Application of GSFA on Processed CD8+ T Cell CROP-seq Data

This tutorial describes how to run GSFA on CD8+ T cell CROP-seq data after preprocessing.

0.1 Analysis scripts

R script: /project2/xinhe/yifan/Factor_analysis/Stimulated_T_Cells/run_gsfa_2groups_negctrl.R
sbatch script: /project2/xinhe/yifan/Factor_analysis/Stimulated_T_Cells/gsfa_2groups_negctrl_job.sbatch

0.2 Necessary packages

library(data.table)
library(tidyverse)
library(GSFA)

0.3 GSFA inputs

Processed gene expression matrix: /project2/xinhe/yifan/Factor_analysis/Stimulated_T_Cells/processed_data/deviance_residual.all_T_cells_merged_top_6k.batch_uncorrected.rds

Binarized perturbation matrix: /project2/xinhe/yifan/Factor_analysis/Stimulated_T_Cells/processed_data/metadata.all_T_cells_merged.rds

0.4 GSFA settings

We use the modified GSFA model with two cell groups (implemented in fit_gsfa_multivar_2groups()), stratifying all cells by their stimulation states (unstimulated:0, stimulated:1).

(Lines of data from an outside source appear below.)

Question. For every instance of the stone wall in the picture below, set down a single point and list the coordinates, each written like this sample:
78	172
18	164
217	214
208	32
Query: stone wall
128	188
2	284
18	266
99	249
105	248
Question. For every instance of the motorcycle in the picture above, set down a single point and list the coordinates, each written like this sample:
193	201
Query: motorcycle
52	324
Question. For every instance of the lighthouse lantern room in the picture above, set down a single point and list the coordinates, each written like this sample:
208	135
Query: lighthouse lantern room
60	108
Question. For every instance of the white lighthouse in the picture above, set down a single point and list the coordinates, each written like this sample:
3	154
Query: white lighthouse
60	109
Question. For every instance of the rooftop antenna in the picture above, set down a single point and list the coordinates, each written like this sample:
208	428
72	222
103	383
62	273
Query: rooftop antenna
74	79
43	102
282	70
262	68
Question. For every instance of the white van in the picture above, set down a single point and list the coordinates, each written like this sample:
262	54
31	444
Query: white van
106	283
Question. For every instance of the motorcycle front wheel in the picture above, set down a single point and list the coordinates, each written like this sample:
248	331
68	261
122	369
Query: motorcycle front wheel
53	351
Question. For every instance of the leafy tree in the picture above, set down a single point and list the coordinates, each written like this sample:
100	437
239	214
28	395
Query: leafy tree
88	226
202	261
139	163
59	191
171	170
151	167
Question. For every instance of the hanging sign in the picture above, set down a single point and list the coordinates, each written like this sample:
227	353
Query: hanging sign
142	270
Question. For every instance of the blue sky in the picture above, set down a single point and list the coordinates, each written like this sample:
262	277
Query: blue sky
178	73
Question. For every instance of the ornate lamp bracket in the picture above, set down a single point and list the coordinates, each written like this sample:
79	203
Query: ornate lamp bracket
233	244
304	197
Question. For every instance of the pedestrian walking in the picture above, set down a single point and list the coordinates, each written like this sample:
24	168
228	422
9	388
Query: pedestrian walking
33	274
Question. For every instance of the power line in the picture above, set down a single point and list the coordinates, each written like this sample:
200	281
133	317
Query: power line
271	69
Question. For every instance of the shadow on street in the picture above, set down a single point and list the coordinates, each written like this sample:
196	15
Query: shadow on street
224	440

We specify 20 factors initialized from truncated SVD and run Gibbs sampling for 4000 iterations, with the posterior mean estimates computed over the last 1000 iterations of samples.

We further calibrate the differential effects of gRNA targets by subtracting the raw coefficients (beta's) of gRNAs by the beta of the negative control group ("Nontargeting"). This is done by setting the options use_neg_control = T and neg_control_index = negctrl_index in fit_gsfa_multivar_2groups().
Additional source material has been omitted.